However, this support was withdrawn, the mother claims due to a lack of funding, which led to an escalation in her daughter’s behaviour. She claims that when she rang social services for support, she was told: “You wanted her home, you have got her home, you need to deal with it. This is your child and you can’t leave them, you have a duty of care to care for them.”

Meanwhile, her daughter threatened to drown her son unless she was given money, destroyed property, and stole items from family members. Despite numerous police calls and social service referrals, no action was taken, despite concerns being raised by her son’s school, GP, and Samaritans, which then culminated in the attack earlier this year.

The woman has said the abuse has led her to lose confidence and her feeling of self-worth, causing her to become isolated and alone during the horrific experience. She has bravely shared her story through the social enterprise, PEGS – Parental Education Growth Support – which works to raise awareness of CPA and support those affected.

While there is no standard definition of CPA, it is classed as the displaying of ongoing physical, emotional, financial or sexual abuse or threats from a child, towards a parent, guardian, or carer, or other family members.

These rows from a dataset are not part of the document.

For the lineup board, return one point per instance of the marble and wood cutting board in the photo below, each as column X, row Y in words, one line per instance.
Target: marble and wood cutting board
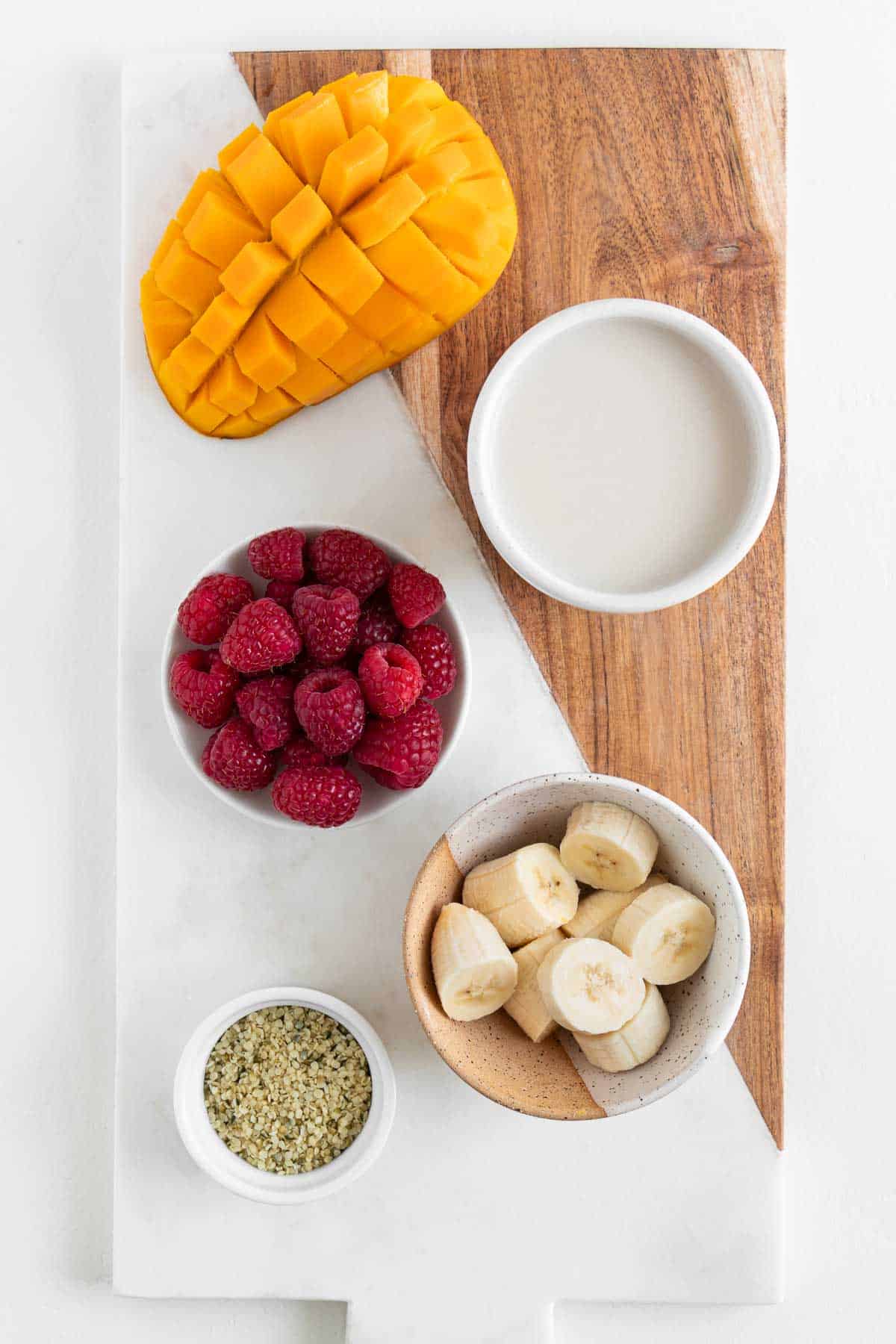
column 676, row 164
column 649, row 174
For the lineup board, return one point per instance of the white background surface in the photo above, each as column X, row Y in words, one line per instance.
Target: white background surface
column 60, row 343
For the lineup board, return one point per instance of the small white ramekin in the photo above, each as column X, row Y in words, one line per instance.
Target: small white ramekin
column 211, row 1154
column 375, row 800
column 763, row 437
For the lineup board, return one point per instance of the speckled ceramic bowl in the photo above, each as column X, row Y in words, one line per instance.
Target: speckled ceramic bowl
column 554, row 1080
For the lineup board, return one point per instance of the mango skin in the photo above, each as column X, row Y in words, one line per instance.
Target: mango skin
column 358, row 225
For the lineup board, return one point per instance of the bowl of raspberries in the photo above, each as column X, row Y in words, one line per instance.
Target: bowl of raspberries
column 314, row 676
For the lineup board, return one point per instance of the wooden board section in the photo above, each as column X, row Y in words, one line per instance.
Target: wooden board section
column 653, row 175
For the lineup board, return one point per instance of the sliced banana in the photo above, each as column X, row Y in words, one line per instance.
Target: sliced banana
column 526, row 1004
column 524, row 894
column 609, row 847
column 474, row 972
column 667, row 932
column 635, row 1043
column 598, row 913
column 590, row 986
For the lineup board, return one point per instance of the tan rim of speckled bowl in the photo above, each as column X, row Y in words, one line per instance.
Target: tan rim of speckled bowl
column 375, row 800
column 554, row 1080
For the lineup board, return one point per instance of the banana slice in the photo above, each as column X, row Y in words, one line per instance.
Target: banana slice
column 590, row 986
column 474, row 974
column 635, row 1043
column 667, row 932
column 524, row 894
column 609, row 847
column 598, row 913
column 526, row 1004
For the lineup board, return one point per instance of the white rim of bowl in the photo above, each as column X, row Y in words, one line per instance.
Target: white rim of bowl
column 726, row 355
column 211, row 1154
column 718, row 1034
column 390, row 799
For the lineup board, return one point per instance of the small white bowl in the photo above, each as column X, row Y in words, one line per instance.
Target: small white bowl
column 723, row 373
column 553, row 1080
column 375, row 800
column 213, row 1155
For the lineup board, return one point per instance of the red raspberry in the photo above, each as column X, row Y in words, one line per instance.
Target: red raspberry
column 300, row 753
column 203, row 685
column 376, row 624
column 415, row 596
column 402, row 753
column 235, row 762
column 279, row 556
column 261, row 638
column 281, row 591
column 320, row 794
column 208, row 608
column 206, row 757
column 433, row 650
column 267, row 705
column 348, row 559
column 391, row 679
column 329, row 707
column 327, row 620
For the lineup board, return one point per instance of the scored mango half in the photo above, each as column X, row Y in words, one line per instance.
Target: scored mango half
column 359, row 223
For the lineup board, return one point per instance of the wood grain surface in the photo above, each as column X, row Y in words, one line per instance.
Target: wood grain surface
column 652, row 174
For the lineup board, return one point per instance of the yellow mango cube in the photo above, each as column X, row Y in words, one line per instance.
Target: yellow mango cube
column 190, row 280
column 254, row 272
column 494, row 196
column 264, row 354
column 172, row 233
column 359, row 223
column 172, row 388
column 440, row 169
column 222, row 323
column 354, row 356
column 234, row 148
column 385, row 314
column 190, row 362
column 311, row 134
column 297, row 225
column 482, row 270
column 340, row 270
column 276, row 116
column 220, row 228
column 312, row 381
column 383, row 210
column 230, row 389
column 453, row 222
column 304, row 316
column 262, row 179
column 352, row 169
column 206, row 181
column 421, row 270
column 410, row 89
column 413, row 334
column 452, row 121
column 240, row 426
column 484, row 159
column 270, row 408
column 340, row 89
column 166, row 324
column 406, row 131
column 203, row 414
column 367, row 101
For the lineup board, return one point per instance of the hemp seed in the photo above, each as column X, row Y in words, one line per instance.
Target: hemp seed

It can involve children and adults, and according to a Home Office report, accounts for one in every eight domestic homicides.

The organisation is now set to open a new office at the Bretby Business Park, in Ashby Road, Bretby, in South Derbyshire. The centre will open on Friday, September 23, and will allow PEGS to support parents and train professionals on dealing with CPA.

The mother said: “The support from PEGS has been an absolute lifeline for me. I joined the peer support group on Facebook for parents and instantly felt a relief that I wasn’t alone in my situation.

“I was welcomed with open arms by the staff and volunteers of PEGS and by all the parents that were part of the support group and I didn’t feel judged or blamed, I instantly felt huge amounts of support and love and kindness. I began attending the PEGS virtual drop ins for parents, the first time of logging on I was extremely nervous, scared and emotional, but PEGS staff instantly made me feel like I was in a safe space and for the very first time in my experience of CPA, I felt supported and that there was someone who was prepared to help me.

“Not only did I have PEGS but I also felt instantly welcomed by all the other parents attending the drop ins and I soon realised we were all in the same awful situation, just wanting someone to help our families and to feel believed as parents and that we were all behind one another.

“I can offer words of kindness to the other parents on the group and be behind them in the same way they are behind me. I honestly do not have enough words to thank PEGS for their support and extreme hard work to try and get our voices heard to bring changes to a very broken system that don’t support our situations.”